The twangy Texas billionaire, who seasons his speech with references to crazy aunts and albino monkeys, always gives good TV. So he had a long-standing invitation to announce on Larry King Live whatever he might do in the 1996 campaign. He was phoning Whitworth to accept. Perot wanted to announce the formation of a whole new "Independence" political party in all 50 states to challenge what he derides as "those special-interest parties," the Democrats and Republicans. Whitworth booked him for the following evening.
Perot then called the Virginia home of Powell, who was resting from the rigors of signing 4,000 copies a day of his memoir and deciding whether to run for President. Powell listened and asked questions as Perot explained his new party and his desire that it nominate some candidate other than himself for President--say, Powell or retiring Senator Bill Bradley, the New Jersey Democrat. The new party "will build a war chest of $60 million at least," Perot subsequently explained to TIME, so its candidate "won't have to go out with a tambourine and beg the special interests for money." Powell was noncommittal on the phone, but months earlier he had mused to friends that an independent movement with Perot's money--but without Perot as candidate--might be appealing. Later, asked by reporters whether he would run in Perot's new party, Powell replied, "Obviously, it's something I would consider."
Perot seems to realize he will never be President; too many Americans distrust and dislike him after his paranoid and imperious performances, from his baseless charge during the 1992 campaign that the G.O.P. was trying to disrupt his daughter's wedding through the 1993 debate with Vice President Al Gore over trade. In a TIME/CNN poll conducted last week, 54% of those surveyed believe Perot's formation of the new party is "good for the country." A two-thirds majority, however, think Perot should not be that party's candidate for President.

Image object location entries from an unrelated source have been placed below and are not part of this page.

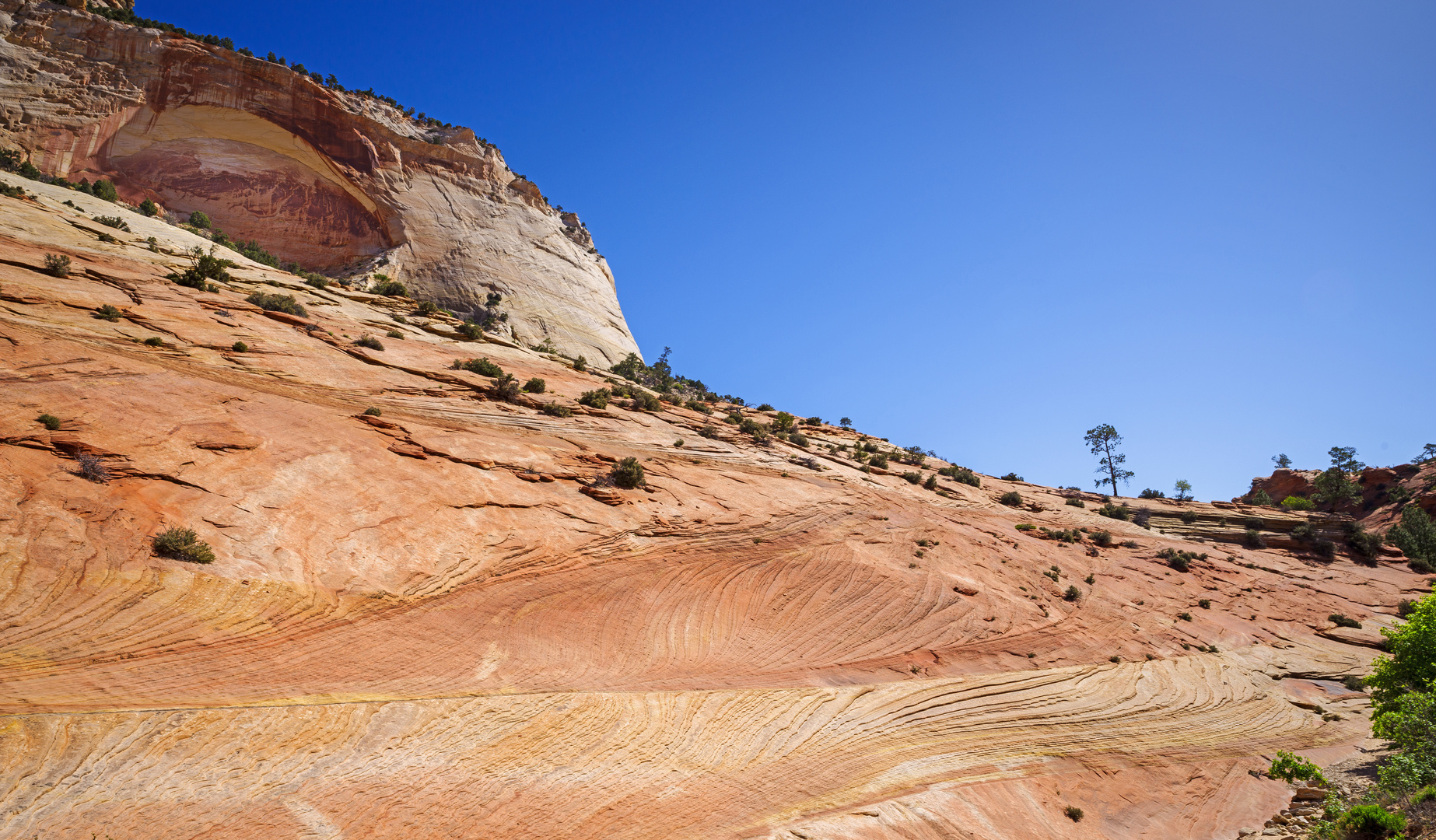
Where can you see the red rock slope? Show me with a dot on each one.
(327, 178)
(431, 625)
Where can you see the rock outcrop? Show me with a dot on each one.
(336, 181)
(438, 621)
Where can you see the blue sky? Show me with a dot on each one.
(979, 227)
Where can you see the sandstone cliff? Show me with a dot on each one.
(332, 180)
(436, 622)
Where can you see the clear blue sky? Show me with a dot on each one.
(979, 227)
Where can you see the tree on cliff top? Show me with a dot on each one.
(1105, 441)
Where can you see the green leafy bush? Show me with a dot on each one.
(628, 474)
(285, 303)
(599, 400)
(183, 544)
(58, 266)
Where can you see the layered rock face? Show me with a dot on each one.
(438, 622)
(331, 180)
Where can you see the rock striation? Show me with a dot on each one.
(334, 180)
(436, 619)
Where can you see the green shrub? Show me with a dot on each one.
(601, 400)
(58, 266)
(506, 388)
(183, 544)
(482, 366)
(628, 474)
(1371, 821)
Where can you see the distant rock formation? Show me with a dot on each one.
(332, 180)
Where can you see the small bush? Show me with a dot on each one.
(506, 388)
(56, 266)
(601, 400)
(1297, 503)
(1371, 821)
(112, 222)
(628, 474)
(285, 303)
(183, 544)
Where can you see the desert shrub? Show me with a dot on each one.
(506, 388)
(1371, 821)
(56, 266)
(93, 468)
(628, 474)
(482, 366)
(643, 401)
(183, 544)
(599, 400)
(112, 222)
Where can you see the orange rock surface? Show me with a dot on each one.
(433, 624)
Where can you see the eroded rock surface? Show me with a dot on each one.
(431, 624)
(332, 180)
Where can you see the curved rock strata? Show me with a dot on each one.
(431, 622)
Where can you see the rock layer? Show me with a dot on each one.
(327, 178)
(434, 622)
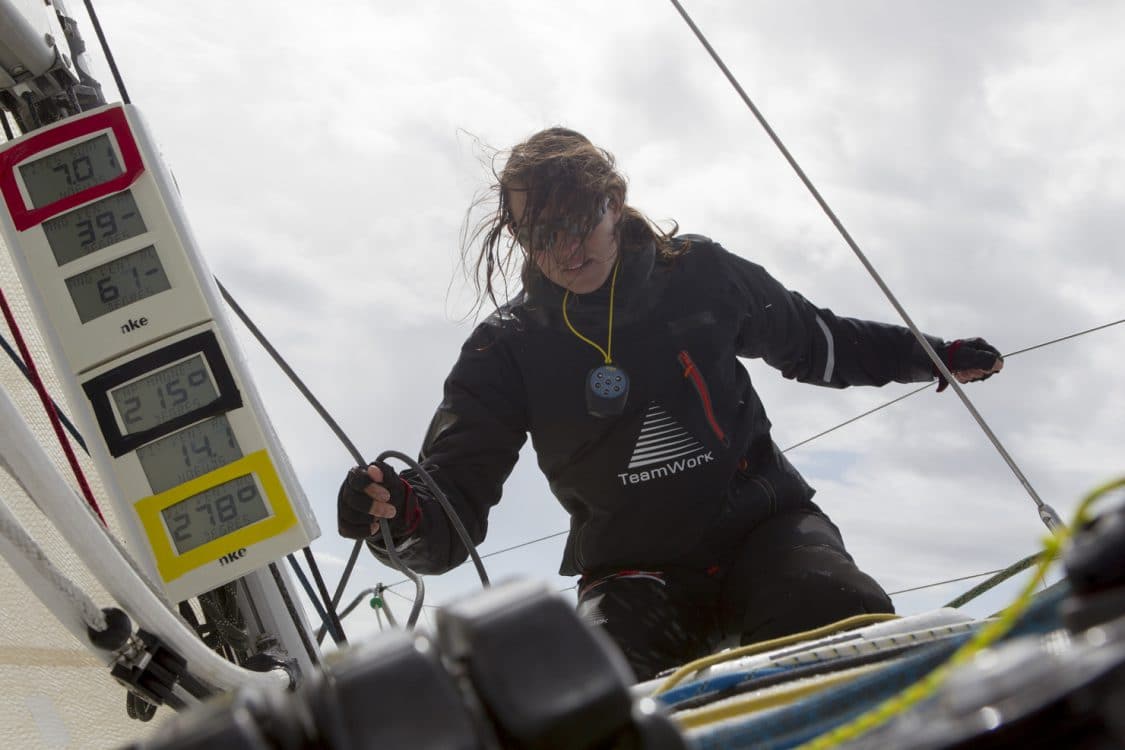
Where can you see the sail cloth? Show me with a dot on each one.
(56, 694)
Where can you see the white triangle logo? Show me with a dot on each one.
(662, 439)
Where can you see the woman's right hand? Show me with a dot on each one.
(367, 495)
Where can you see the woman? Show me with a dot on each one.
(619, 358)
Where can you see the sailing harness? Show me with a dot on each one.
(606, 385)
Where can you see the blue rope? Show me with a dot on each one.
(802, 721)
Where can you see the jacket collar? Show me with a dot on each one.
(636, 269)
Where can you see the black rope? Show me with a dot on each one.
(106, 51)
(324, 593)
(284, 590)
(333, 425)
(315, 599)
(999, 578)
(340, 589)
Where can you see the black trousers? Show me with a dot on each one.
(791, 574)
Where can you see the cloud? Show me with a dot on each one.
(973, 151)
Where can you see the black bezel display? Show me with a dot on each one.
(97, 389)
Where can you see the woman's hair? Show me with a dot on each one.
(558, 170)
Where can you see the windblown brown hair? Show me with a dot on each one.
(559, 170)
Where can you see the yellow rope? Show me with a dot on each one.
(691, 668)
(988, 634)
(773, 699)
(608, 352)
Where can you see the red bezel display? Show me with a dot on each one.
(114, 119)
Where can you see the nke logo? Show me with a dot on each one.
(133, 325)
(231, 557)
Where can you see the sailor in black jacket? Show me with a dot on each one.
(620, 360)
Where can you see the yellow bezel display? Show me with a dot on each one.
(170, 563)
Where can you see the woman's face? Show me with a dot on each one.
(567, 259)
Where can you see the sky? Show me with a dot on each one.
(327, 154)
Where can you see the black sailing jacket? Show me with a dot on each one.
(691, 463)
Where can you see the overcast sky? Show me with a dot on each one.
(327, 152)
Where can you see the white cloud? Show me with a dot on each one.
(973, 150)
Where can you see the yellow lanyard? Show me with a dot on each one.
(608, 352)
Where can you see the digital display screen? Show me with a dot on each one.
(214, 513)
(114, 285)
(189, 453)
(88, 229)
(164, 395)
(71, 171)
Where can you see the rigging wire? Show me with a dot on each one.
(105, 48)
(1046, 513)
(439, 496)
(62, 415)
(41, 389)
(918, 390)
(17, 536)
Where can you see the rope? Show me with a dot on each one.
(1046, 513)
(608, 352)
(988, 634)
(15, 533)
(62, 416)
(996, 580)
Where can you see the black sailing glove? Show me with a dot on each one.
(969, 360)
(353, 505)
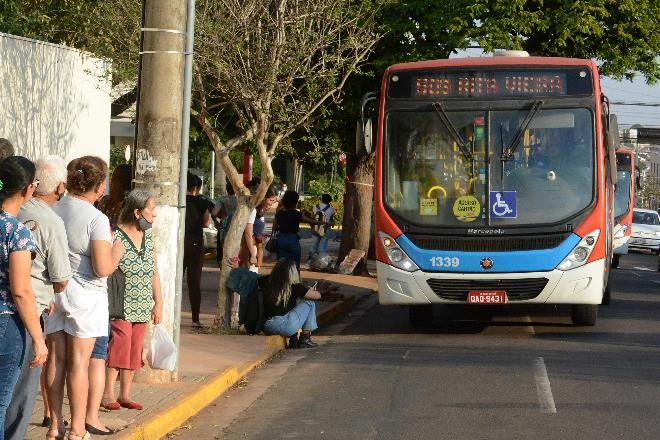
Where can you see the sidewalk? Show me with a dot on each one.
(209, 363)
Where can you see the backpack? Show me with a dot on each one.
(251, 311)
(319, 230)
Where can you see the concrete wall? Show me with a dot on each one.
(53, 100)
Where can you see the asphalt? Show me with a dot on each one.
(476, 373)
(210, 363)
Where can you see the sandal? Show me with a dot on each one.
(54, 434)
(129, 404)
(111, 406)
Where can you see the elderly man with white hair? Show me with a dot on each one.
(50, 273)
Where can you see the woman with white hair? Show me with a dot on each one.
(142, 301)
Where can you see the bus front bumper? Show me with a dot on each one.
(583, 285)
(620, 245)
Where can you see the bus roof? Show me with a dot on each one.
(493, 61)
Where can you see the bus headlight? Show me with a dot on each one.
(580, 253)
(395, 254)
(622, 231)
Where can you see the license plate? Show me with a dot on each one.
(488, 297)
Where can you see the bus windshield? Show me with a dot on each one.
(622, 194)
(429, 181)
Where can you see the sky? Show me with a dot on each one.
(633, 92)
(627, 92)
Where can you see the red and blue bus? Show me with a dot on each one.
(494, 184)
(624, 201)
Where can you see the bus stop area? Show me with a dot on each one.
(209, 363)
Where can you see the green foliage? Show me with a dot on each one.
(106, 28)
(323, 185)
(307, 206)
(116, 157)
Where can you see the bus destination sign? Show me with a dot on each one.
(458, 86)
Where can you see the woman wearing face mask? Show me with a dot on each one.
(142, 298)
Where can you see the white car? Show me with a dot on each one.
(646, 230)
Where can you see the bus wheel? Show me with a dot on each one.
(584, 314)
(420, 315)
(615, 261)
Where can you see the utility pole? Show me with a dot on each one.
(158, 155)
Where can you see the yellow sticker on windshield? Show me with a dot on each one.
(428, 206)
(467, 208)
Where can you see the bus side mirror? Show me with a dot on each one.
(364, 135)
(612, 143)
(368, 135)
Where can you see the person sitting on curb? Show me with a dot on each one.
(289, 305)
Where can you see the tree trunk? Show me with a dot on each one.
(226, 303)
(358, 205)
(220, 179)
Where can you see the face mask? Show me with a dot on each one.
(144, 224)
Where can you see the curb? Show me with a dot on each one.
(213, 387)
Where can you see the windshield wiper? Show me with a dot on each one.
(507, 154)
(452, 130)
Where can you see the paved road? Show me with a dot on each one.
(497, 374)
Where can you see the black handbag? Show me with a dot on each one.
(116, 293)
(271, 244)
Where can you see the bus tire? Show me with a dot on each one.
(420, 315)
(584, 314)
(607, 295)
(615, 261)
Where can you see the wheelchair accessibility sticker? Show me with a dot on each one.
(503, 204)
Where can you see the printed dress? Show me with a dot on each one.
(14, 236)
(139, 268)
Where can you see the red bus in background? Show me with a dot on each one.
(494, 184)
(624, 202)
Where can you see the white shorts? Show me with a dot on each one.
(80, 312)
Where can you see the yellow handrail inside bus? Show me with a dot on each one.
(434, 188)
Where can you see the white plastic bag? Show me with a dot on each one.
(162, 351)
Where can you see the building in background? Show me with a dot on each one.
(55, 99)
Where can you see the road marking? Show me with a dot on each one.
(543, 390)
(530, 327)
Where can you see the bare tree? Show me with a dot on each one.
(270, 66)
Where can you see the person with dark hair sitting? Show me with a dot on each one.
(289, 305)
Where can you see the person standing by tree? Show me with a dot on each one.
(50, 273)
(120, 185)
(6, 149)
(252, 244)
(322, 236)
(287, 225)
(198, 217)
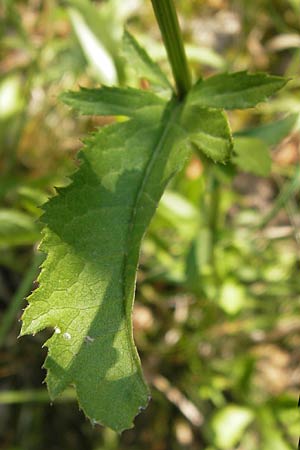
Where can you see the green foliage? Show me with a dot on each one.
(216, 311)
(94, 228)
(252, 155)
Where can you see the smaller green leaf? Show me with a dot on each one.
(139, 59)
(111, 101)
(252, 155)
(209, 130)
(235, 90)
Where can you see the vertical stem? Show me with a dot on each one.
(167, 20)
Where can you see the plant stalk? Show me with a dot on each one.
(167, 20)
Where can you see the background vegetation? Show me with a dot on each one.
(217, 311)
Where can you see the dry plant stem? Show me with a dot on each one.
(167, 20)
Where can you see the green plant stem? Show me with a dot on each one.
(15, 304)
(167, 20)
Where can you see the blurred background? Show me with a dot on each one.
(218, 294)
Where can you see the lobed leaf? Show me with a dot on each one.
(209, 130)
(92, 238)
(111, 101)
(235, 90)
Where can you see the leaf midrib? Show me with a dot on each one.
(174, 112)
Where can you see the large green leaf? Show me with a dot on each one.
(209, 130)
(92, 238)
(111, 101)
(235, 90)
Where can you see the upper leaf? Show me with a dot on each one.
(235, 90)
(111, 101)
(209, 130)
(143, 64)
(252, 155)
(93, 234)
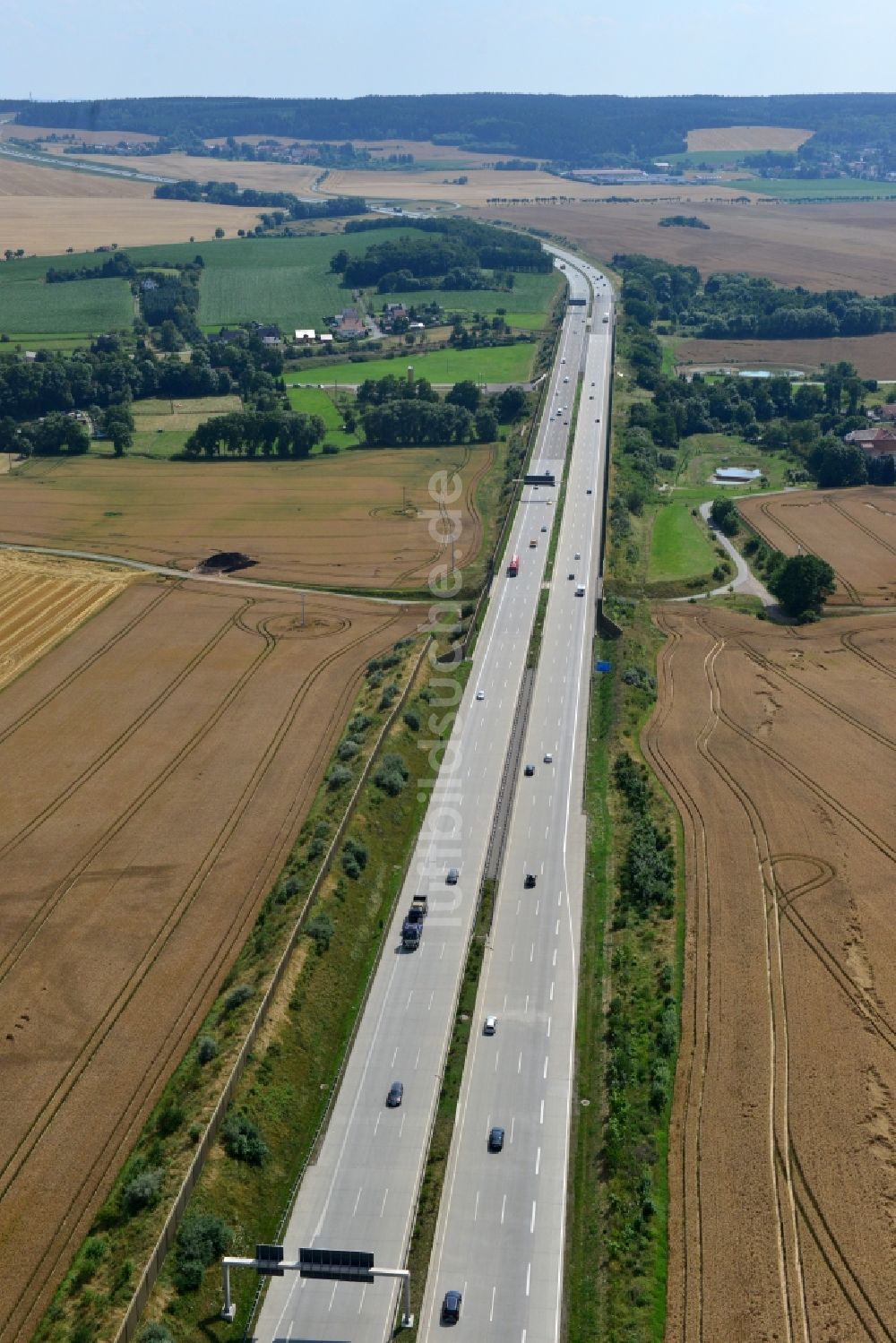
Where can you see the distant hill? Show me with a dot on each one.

Yet Perot is determined to retain influence in presidential politics, and his success could already be seen last week in the reactions of the presidential hopefuls. Most Republicans expressed anger that Perot might again, as in 1992, draw votes away from their nominee and thus help Bill Clinton. At the same time, though, candidates Lamar Alexander and Pat Buchanan--and President Clinton--tried to ape Perot's independent appeal by distancing themselves from the congressional "insiders" who dominate their respective parties.